Dialogue politique inter-guinéen : L’opposition est d’accord sur ses propres désaccords

(Guineeco.info)-A la neuvième journée du dialogue politique inter guinéen, le jeudi 6 octobre, la mouvance présidentielle et opposition guinéenne sont tombées d’accord sur le couplage des élections communales et communautaires en perspective.

‘’Nous sommes convenus qu’il serait organisées les élections communales, mais celles-ci intégreraient les élections des districts et quartiers », a indiqué Aboubacar Sylla, porte-parole de l’opposition républicaine au sortir d’une journée de négociations tendues.

 Ce qui n’est pas du goût de Dr Faya Millimono, président du Bloc Libéral (BL, opposition). Lequel estime que cet accord constitue une ’’violation flagrante’’ de la loi. Pour marquer davantage sa désapprobation face à cette situation, celui qui est venu quatrième à la présidentielle d’octobre 2015, a tout simplement claqué la porte du dialogue politique en cours au Palais du Peuple à Conakry. Sans autre forme de procès.

Ces moments de turbulences que vit l’opposition républicaine risque même de voir le sieur Millimono mettre fin, et, de façon  définitive, au ‘’bail’’ qui le lie à  l’Ufdg de Cellou Dalein Diallo et autres partis alliés. Déjà, il a confié à une radio privée de la place que des consultations  seront bientôt lancées par son parti pour juger de l’intérêt de rester ou non avec l’opposition républicaine.
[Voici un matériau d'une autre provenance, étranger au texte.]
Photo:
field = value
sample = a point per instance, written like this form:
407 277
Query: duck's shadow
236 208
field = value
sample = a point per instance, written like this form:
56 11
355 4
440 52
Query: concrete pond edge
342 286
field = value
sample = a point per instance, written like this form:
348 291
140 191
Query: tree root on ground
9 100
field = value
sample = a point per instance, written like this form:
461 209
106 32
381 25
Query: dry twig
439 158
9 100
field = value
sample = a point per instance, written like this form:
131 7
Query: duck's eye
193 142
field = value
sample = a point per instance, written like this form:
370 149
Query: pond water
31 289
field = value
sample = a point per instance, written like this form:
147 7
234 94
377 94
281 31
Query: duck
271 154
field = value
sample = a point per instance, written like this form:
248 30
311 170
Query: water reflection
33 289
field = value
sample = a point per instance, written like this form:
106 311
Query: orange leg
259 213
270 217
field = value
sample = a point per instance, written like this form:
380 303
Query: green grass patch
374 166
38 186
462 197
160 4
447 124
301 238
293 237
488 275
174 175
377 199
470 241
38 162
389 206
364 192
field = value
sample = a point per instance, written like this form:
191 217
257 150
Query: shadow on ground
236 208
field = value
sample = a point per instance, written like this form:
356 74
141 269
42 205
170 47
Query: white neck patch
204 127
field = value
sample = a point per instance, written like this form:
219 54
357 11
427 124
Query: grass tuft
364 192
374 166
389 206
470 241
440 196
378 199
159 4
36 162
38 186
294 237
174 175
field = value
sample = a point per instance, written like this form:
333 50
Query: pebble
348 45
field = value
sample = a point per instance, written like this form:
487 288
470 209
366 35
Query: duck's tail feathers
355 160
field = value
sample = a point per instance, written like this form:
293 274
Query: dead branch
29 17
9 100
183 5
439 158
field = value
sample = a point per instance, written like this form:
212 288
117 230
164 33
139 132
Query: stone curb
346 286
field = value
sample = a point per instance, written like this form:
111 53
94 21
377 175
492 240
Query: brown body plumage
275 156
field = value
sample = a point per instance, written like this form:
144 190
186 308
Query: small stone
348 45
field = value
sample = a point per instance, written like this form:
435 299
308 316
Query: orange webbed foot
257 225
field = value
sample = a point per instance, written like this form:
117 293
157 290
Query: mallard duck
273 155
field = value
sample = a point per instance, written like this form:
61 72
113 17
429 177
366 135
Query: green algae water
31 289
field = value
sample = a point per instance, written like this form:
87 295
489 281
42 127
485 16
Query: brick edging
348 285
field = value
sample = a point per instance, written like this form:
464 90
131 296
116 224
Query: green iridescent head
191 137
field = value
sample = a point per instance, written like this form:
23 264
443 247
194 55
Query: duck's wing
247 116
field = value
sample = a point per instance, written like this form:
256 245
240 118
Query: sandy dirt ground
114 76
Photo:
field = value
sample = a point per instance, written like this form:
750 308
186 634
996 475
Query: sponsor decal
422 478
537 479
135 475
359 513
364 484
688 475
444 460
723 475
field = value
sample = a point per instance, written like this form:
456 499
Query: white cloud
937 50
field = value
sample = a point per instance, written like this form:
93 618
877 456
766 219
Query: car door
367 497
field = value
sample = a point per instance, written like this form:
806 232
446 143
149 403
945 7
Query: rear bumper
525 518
En réaction à cette décision,  c’est au sein de la principale formation politique de l’opposition  qu’une voix discordante s’est élevée pour contredire les arguments brandis par le leader du BL. Il s’agit de celle du tonitruant député Ousmane Gaoual Diallo qui jure que ces accords ne constituent aucunement une violation des textes de loi en vigueur en Guinée. « J’étais extrêmement surpris de la sortie de Dr Faya Millimono, parce que l’accord qui est en vue n’est pas contraire à la loi. Il ne viole pas les dispositions légales…il n’y a aucune disposition dans nos textes de lois qui dit qu’il faut coupler les élections communales aux élections locales», a-t-il, pour sa part, juré, à africaguinée.com

«Le consensus ne veut pas dire l’unanimité. Sur plus de 160 partis politiques, s’il y a une ou deux voix discordantes, je crois que c’est tout à fait normal. Car, c’est l’exception qui donne de la valeur à la règle», argumente de son côté, l’ancien ministre de la Communication, Alhoussein  Maakanéra Kaké, dans un entretien accordé à un site d’info guinéen.

C’est dire que l’opposition républicaine est d’accord sur ses propres désaccords.